Go Back
Print

Chicken Bone Broth

So eternally easy to save your chicken bones and veggie scraps through the weeks (I like to keep them in a bag in the freezer), and when you have enough to fill a stockpot or your Instant Pot--you're ready to make your next batch of bone broth!

Course Soup
Prep Time 5 minutes
Cook Time 1 hour
Total Time 1 hour 5 minutes
Servings 3 quarts
Author Lucia Hawley

Ingredients

  • 1 to 2 pounds chicken bones feet, head, leftover carcass from this week's roast, saved wing bones, drumettes, what have you and what fits in your stock pot or crock pot WHEW!
  • 1 tablespoon apple cider vinegar
  • 1 medium onion cut in half
  • 2 carrots broken into a few pieces
  • 3 stalks celery same as the carrots
  • 12 whole peppercorns
  • fresh or dried herbs if you desire (1 tablespoon dried rosemary, or maybe 2 sprigs fresh thyme, you get the point)
  • 3 quarts filtered water

Instructions

  1. Combine all ingredients in a slow cooker, Instant Pot or a pot on the stove.
  2. If using the slow cooker, let cook on low for 1 to 2 days, until the bones are soft. If on the stove, bring up to a boil then let the stock simmer at a low heat while you are home.
  3. If in an Instant Pot, set to manual and cook at pressure for 30-45 minutes.

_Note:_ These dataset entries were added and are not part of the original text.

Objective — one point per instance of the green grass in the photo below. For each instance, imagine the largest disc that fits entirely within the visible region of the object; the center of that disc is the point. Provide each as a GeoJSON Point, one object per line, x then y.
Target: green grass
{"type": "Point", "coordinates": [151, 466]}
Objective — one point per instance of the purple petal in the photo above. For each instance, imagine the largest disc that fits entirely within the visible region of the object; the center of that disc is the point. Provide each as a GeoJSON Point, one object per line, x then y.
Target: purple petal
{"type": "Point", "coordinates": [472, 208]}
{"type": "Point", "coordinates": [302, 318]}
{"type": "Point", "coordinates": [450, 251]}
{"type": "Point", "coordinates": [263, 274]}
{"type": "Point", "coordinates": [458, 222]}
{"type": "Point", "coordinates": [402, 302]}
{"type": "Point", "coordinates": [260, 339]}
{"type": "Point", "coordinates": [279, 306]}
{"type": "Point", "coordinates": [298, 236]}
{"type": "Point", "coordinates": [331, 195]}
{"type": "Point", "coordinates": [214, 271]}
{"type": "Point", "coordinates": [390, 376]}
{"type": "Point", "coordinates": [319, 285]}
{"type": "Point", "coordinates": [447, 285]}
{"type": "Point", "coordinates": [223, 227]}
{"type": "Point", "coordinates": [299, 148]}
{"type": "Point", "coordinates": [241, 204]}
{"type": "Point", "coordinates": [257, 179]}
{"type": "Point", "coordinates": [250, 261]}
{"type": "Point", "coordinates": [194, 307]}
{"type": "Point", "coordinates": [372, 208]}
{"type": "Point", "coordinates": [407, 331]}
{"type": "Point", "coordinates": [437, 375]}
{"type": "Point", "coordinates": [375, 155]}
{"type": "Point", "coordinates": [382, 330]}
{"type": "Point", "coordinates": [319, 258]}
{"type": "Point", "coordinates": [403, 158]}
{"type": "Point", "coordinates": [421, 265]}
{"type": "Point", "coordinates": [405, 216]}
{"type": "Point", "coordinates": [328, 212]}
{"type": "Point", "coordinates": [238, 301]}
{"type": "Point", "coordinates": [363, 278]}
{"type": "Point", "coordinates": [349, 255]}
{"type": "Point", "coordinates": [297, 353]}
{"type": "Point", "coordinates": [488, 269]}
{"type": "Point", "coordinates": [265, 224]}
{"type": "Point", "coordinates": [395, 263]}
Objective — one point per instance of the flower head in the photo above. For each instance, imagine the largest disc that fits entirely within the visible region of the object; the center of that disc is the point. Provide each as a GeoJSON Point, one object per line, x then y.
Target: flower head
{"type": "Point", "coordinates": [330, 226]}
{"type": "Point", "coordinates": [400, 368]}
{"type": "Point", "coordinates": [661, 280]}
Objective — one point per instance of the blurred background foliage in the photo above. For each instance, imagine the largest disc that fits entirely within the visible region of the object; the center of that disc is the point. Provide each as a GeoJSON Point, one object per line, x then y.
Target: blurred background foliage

Allow pressure to release naturally.
  4. Stock is done on the stovetop when you feel ready.
  5. Strain through a sieve to catch all stock bits to discard, bottle, refrigerate or freeze.
  6. It can also be helpful to freeze in ice cube trays and store in a plastic bag in the freezer--then you have 1 ounce cubes of stock to use in dishes that call for just a little stock.